To compare the quality of ambulatory diabetes care delivered by physicians in the diabetes clinic versus the general medicine clinic of a university-affiliated Veterans Administration medical center.
This is a retrospective study that involved the review of medical records against predetermined process-of-care criteria. A total of 112 patients with diabetes were randomly selected, of whom 56 were cared for in the general medicine clinic and 56 in the diabetes clinic. The following main outcome measures were examined: 1) the compliance with individual criteria; and 2) the proportion of patient visits in each clinic receiving minimally acceptable quality, defined as a blood pressure measurement, a record of type of hypoglycemic medication, a glycated hemoglobin measurement within the past year, a urinalysis within the past year, an ophthalmologist or optometrist eye examination within the past year or scheduled in the next six months, a record of change in therapeutic management, and a scheduled return visit.

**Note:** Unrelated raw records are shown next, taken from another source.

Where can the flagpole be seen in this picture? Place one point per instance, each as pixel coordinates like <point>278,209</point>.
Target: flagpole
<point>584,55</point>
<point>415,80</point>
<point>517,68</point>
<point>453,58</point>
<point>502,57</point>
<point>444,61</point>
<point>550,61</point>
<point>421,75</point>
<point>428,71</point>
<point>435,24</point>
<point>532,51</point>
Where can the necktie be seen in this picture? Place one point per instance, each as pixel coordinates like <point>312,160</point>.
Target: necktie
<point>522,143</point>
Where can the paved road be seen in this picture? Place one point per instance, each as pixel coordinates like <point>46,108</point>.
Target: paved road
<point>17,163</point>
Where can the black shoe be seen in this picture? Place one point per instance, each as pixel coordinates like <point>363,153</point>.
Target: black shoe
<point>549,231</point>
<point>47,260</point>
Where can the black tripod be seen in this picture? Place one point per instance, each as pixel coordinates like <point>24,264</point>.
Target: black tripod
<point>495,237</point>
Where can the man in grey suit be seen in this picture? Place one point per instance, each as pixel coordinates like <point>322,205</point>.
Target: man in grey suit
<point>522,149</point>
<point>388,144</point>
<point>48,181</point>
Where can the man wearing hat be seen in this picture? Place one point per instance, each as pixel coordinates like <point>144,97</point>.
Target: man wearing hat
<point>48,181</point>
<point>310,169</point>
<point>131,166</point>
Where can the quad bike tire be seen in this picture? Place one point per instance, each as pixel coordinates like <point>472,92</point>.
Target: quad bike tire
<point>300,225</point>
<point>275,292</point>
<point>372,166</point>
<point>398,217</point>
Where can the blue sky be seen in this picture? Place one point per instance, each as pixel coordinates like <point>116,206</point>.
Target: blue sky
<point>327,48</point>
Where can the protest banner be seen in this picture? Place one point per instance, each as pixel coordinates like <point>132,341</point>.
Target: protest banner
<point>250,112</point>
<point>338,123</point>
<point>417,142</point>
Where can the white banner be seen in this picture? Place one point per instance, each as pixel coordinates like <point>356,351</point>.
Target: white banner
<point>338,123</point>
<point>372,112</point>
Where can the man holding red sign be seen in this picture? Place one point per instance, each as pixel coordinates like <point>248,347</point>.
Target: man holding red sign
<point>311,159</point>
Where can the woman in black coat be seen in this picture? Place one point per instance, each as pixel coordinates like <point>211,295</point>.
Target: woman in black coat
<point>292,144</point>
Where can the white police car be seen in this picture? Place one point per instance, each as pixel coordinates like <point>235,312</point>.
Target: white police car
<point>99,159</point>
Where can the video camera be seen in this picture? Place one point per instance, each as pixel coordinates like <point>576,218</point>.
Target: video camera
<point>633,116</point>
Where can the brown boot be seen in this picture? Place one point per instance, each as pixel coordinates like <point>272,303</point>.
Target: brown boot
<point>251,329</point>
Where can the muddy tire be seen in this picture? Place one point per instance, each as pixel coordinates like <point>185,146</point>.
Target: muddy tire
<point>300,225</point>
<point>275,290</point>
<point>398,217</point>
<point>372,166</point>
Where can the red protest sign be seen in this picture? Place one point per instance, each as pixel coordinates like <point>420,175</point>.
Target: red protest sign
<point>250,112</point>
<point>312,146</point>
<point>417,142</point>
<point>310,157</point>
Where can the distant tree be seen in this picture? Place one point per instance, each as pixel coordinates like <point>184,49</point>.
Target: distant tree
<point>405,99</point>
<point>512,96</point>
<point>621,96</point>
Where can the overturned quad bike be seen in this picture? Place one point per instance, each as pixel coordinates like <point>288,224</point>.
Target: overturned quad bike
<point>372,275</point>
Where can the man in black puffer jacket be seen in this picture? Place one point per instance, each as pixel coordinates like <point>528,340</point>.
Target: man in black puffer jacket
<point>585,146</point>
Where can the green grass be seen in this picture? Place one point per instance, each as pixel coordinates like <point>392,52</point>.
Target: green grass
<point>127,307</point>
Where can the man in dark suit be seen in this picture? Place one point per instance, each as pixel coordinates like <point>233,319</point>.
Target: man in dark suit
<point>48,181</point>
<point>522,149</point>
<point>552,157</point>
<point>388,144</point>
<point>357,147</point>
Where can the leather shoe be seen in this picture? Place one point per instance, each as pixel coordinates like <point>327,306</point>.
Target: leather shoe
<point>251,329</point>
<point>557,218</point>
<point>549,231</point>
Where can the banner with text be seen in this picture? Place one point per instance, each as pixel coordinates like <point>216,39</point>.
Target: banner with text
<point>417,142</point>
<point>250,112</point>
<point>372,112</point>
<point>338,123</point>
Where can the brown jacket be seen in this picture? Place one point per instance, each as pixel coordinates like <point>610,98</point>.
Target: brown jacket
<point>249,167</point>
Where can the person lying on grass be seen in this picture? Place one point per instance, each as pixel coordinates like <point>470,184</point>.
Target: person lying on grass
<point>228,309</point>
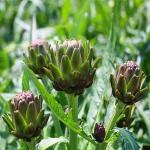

The diabetes clinic performed significantly better than the general medicine clinic on the following criteria: a record of a patient's self-monitoring of blood glucose levels; a foot examination; a comprehensive eye examination; a glycated hemoglobin measurement; and a referral for diabetic education. The proportion of patient visits meeting the minimally acceptable levels of quality was better in the diabetes clinic than the general medicine clinic (73 vs. 52%, P = 0.02).
Patients cared for by physicians in the diabetes clinic receive better quality of diabetes care than do patients cared for by physicians in the general medical clinic. If patient care is to be shifted from specialists to generalists, additional attention needs to be paid to ensure that generalists have the knowledge and system resources necessary to deliver an acceptable quality of diabetes care.